ACCORD COLLECTIF INSTITUANT UN SYSTEME DE GARANTIES COLLECTIVES COMPLEMENTAIRE OBLIGATOIRE FRAIS DE SANTE
Entre :
La société, Société Anonyme au capital de euros, dont le siège social est situé :, immatriculée au RCS de sous le numéro représentée par en sa qualité de Directrice des Ressources Humaines, dûment habilitée à cet effet, Ci-après dénommée « la Société », D’une part,
Et,
Les organisations syndicales représentatives au sein de suivantes, ayant été dûment mandatées à effet de négocier et conclure le présent accord : L’organisation syndicale CFDT représentée par, agissant en qualité de déléguée syndicale, L’organisation syndicale CFE-CGC représentée par agissant en qualité de délégué syndical, L’organisation syndicale UNSA représentée par, agissant en qualité de délégué syndical, L’organisation syndicale FO représentée par, agissant en qualité de délégué syndical, D’autre part,
Les organisations syndicales représentatives et la direction se sont réunies pour définir les modalités d’une protection sociale complémentaire en matière de frais de santé au sein de l’entreprise. Conformément à l’article R. 2314-22 du Code du travail, après information et consultation du comité social et économique (CSE) de l’entreprise, il a été décidé ce qui suit.
Préambule :
Compte tenu de l’ancienneté de l’accord du 22 décembre 2008 et de ses 8 avenants, la Direction a souhaité procéder à leur réécriture pour en faciliter la lecture. Il est expressément convenu que les dispositions du présent accord annulent et remplacent toutes autres dispositions antérieures ayant le même objet. Le présent accord vise à instaurer et présenter les modalités et conditions du système de garanties collectives complémentaires obligatoires frais de santé, en application de l’article L.911-1 du Code de la Sécurité sociale.
ARTICLE 1 – OBJET
Le présent accord matérialise la mise en place du régime de « remboursement de frais de santé » qui a pour objet d’organiser l’adhésion des salariés bénéficiaires au contrat d’assurance collective souscrit par la société auprès d’un organisme habilité, leur permettant de bénéficier de prestations en complément de celles des organismes de Sécurité sociale. L’adhésion au contrat collectif d’assurance s’impose dans les relations individuelles de travail. Les dispositions du présent accord se substituent à celles résultant d’accords d’entreprise ou d’établissements, d’accords référendaires, de décisions unilatérales de l’employeur, d’usages ou de pratiques sociales de même nature, antérieurement en vigueur au sein de la Société.
ARTICLE 2 – BENEFICIAIRES
Le présent régime est mis en place au bénéfice de
l’ensemble du personnel de l’entreprise présent et à venir sans condition d’ancienneté.
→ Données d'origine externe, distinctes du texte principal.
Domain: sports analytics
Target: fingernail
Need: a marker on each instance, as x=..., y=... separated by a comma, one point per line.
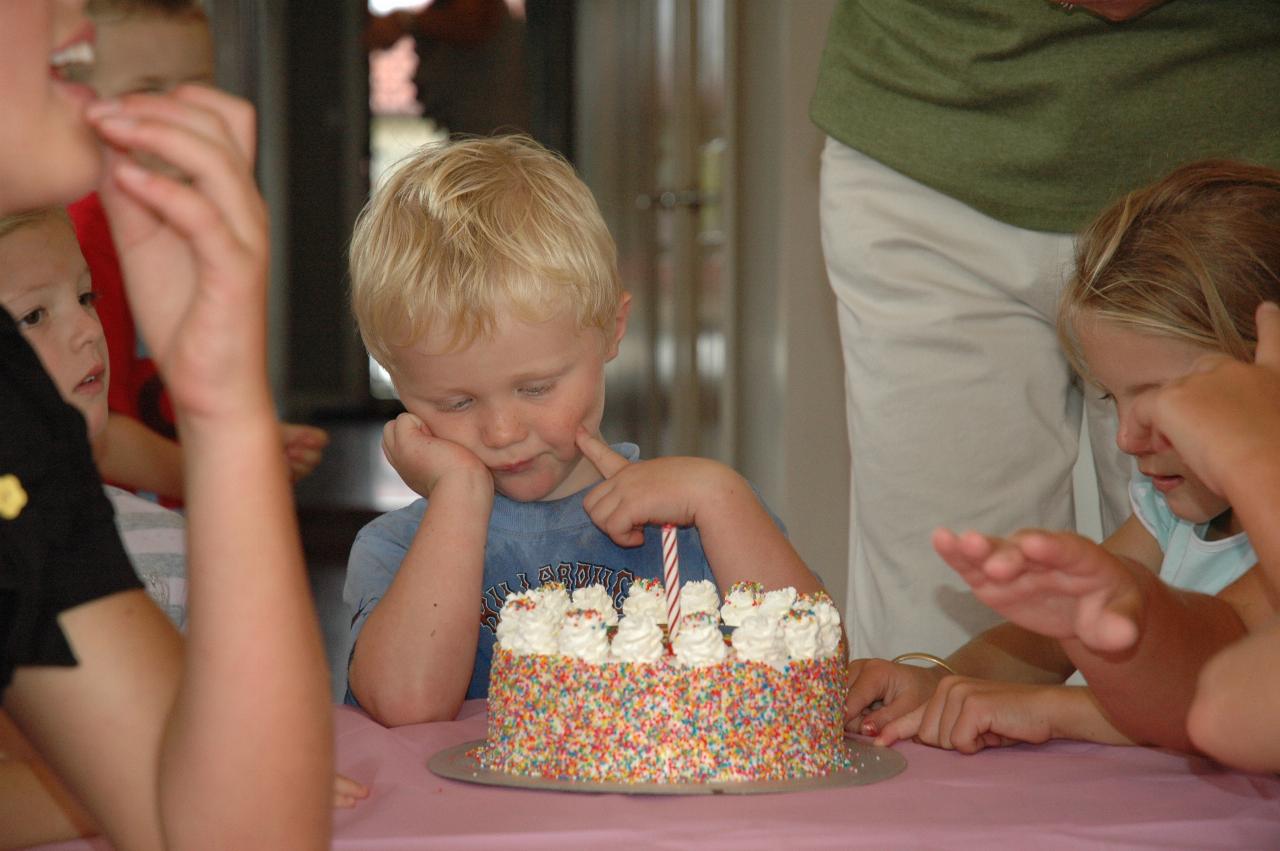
x=118, y=122
x=129, y=172
x=105, y=106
Les ayants droit des salariés sont obligatoirement affiliés au régime sous réserve de remplir les conditions fixées par le contrat d’assurance souscrit par l’entreprise et rappelées dans la notice d’information.
ARTICLE 3 – CARACTERE OBLIGATOIRE DE L’ADHESION
L’adhésion des bénéficiaires au système de garanties collectives complémentaires frais de santé revêt un caractère obligatoire. Par exception et conformément à la réglementation (L. 911-7 III, D.911-2 et D. 911-5 du Code de la Sécurité sociale), certains salariés ont la faculté de refuser d’adhérer au régime. En application de l’article R. 242-1-6 du Code de la sécurité sociale qui permet à l’entreprise de prévoir des dispenses supplémentaires, pourront demander à ne pas adhérer au présent régime à tout moment :
Les salariés et les apprentis bénéficiaires d’un contrat de travail à durée déterminée ou d’un contrat de mission d’une durée au moins égale à 12 mois, à condition de justifier par écrit, en produisant tous documents, d’une couverture individuelle souscrite par ailleurs en matière de remboursement de frais médicaux, conformément à l’article R. 242-1-6, 2 , a, du Code de la sécurité sociale.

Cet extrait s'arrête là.